A-Teams, Not Just A-Players

For growing startups, strong teams are both their most important asset and their biggest challenge. Silicon Valley has created a rich science of recruiting and retaining top players. It focuses on identifying and recruiting top talent (A-players) and replacing them as they churn rapidly. But few human capital markets have either Silicon Valley’s breadth of talent or depth in any field.

What works there rarely translates elsewhere. Places like Singapore or Toronto have the strength of Silicon Valley’s talent but, given their countries’ smaller sizes, lack its depth. Emerging ecosystems in Latin America or Africa have a more restricted pool of experienced talent.
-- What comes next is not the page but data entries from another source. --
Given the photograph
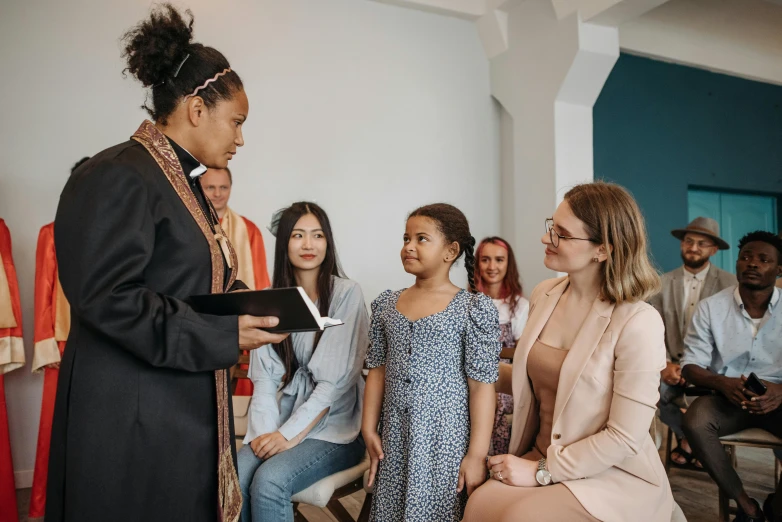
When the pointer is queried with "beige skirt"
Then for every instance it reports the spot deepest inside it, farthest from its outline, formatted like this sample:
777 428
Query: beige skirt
498 502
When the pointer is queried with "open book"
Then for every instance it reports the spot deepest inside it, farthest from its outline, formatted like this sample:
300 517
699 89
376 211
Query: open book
292 306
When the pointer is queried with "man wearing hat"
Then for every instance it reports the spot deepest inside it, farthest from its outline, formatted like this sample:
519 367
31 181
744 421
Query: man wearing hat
682 289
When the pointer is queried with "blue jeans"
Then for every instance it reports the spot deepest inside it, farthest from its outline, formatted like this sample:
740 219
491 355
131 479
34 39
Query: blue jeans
268 485
670 412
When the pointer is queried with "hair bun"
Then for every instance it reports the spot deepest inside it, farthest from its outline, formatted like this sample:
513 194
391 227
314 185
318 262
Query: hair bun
156 46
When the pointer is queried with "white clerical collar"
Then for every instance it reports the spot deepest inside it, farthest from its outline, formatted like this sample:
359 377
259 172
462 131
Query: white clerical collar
199 170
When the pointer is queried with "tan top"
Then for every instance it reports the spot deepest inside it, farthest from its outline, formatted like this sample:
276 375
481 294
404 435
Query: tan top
543 366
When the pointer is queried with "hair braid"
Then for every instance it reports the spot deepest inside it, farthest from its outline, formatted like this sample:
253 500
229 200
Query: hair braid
469 262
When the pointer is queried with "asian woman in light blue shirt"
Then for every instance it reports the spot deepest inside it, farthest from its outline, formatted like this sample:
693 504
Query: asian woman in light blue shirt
305 412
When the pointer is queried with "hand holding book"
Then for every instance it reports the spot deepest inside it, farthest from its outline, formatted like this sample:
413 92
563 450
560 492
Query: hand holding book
292 307
253 332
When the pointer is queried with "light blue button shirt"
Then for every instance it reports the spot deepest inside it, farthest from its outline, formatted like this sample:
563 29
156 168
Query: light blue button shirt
720 338
328 377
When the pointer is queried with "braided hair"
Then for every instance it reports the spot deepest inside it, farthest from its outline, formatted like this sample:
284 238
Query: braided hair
453 225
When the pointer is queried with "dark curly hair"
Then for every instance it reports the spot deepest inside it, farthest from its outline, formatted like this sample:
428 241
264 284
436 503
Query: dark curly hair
79 163
453 225
160 53
765 237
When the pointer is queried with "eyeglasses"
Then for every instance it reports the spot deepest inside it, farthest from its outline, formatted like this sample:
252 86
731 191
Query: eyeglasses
555 237
700 244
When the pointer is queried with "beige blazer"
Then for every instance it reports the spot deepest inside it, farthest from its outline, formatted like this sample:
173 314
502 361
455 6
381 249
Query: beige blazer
670 303
606 400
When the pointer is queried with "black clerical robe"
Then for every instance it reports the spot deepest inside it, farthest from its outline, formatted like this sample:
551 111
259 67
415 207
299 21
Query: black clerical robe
136 421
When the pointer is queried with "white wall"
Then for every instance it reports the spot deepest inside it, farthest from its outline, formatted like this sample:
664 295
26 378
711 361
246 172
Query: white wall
366 108
737 37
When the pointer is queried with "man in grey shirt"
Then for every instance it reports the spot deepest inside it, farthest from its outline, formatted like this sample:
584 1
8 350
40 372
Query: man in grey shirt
681 291
734 333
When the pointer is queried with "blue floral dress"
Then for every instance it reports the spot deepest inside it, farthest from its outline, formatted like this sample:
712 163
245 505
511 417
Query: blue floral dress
425 420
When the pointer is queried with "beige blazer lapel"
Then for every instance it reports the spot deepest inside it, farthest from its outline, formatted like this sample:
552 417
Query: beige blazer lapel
578 356
677 282
522 390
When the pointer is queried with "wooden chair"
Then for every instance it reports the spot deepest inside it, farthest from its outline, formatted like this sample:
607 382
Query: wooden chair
752 438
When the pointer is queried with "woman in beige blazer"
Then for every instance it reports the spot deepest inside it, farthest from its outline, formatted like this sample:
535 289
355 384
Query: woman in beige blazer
585 377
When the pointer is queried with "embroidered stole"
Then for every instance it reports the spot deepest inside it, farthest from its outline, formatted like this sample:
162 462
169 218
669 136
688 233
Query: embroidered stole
236 229
156 143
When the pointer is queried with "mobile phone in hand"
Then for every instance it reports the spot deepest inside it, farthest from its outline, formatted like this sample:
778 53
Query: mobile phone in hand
754 385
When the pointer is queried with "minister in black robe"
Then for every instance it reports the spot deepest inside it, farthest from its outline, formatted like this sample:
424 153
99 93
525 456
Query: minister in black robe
137 415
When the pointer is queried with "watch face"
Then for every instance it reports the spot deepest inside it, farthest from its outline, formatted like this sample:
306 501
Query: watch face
543 477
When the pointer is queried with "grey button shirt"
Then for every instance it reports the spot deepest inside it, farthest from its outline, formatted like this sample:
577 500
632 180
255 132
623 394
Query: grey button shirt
328 377
721 338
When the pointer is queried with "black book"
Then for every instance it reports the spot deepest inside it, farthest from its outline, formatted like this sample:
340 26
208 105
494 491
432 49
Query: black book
292 306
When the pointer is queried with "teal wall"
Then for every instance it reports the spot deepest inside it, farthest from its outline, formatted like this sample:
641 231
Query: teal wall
660 128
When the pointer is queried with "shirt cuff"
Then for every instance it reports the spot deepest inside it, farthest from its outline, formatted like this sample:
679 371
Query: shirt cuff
45 352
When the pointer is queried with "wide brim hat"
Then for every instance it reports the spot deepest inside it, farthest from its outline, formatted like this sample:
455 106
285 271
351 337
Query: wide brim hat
705 227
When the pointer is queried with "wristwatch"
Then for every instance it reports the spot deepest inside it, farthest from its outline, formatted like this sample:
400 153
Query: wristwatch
543 476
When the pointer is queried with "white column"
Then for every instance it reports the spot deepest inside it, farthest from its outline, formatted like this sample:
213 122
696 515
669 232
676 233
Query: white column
547 81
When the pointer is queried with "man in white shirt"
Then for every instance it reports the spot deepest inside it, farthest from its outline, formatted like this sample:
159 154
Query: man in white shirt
733 334
682 289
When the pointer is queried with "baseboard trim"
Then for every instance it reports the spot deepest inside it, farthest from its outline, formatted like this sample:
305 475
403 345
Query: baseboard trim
23 479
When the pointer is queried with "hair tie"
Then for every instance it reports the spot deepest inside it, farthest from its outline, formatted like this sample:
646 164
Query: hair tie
176 73
180 65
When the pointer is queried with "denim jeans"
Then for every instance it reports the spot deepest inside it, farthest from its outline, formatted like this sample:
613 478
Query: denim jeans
670 411
268 485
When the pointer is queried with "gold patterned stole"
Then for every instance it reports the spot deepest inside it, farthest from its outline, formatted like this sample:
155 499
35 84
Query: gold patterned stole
7 319
236 229
156 143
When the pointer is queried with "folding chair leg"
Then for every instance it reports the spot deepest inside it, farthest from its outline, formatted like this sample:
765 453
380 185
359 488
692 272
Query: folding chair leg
336 508
365 509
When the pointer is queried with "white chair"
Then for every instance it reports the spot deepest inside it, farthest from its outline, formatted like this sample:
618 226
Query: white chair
678 514
326 492
753 438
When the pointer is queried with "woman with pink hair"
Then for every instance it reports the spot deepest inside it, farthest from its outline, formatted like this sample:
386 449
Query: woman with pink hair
497 276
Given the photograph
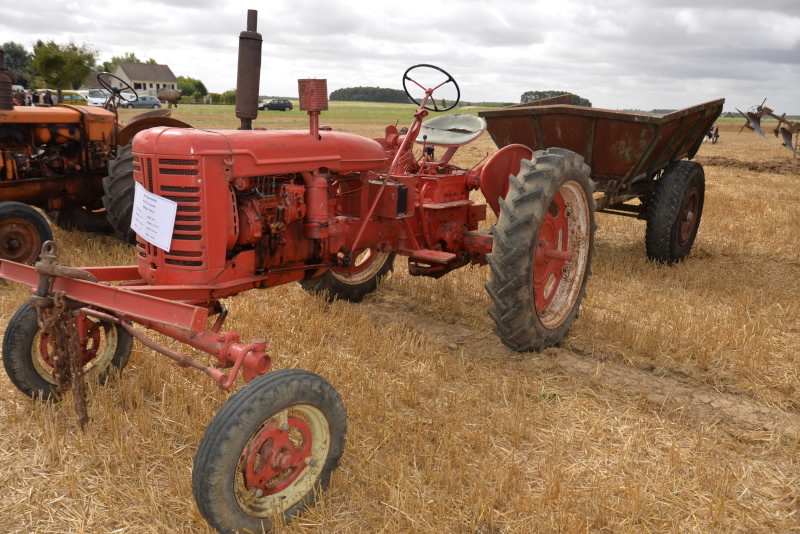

It is hard to overstate how much of a barrier finding, training, growing, and retaining top talent at scale can be for startups anywhere, but particularly at the Frontier.

Slowly, though, progress is being made.

What leading Frontier Innovators have in common is a philosophically distinct approach to managing their human capital. Frontier Innovators look to build A-teams, recruiting based on capabilities and behavior rather than résumé experiences. These entrepreneurs actively build out a talent pipeline when one does not exist. They look to the world for resources, through either promoting immigration or building distributed models. And, of course, they look to retain and grow their teams over the long term, providing them with a set of aligned incentives and compensation.

In Silicon Valley, there is increased talk about expanding to more-affordable places, increasing diversity by looking beyond traditional sourcing methods, managing decentralized teams across geographies, and increasing retention over a longer term.

The newest and best approaches in this field will not be invented in Silicon Valley. They are already under way at the Frontier.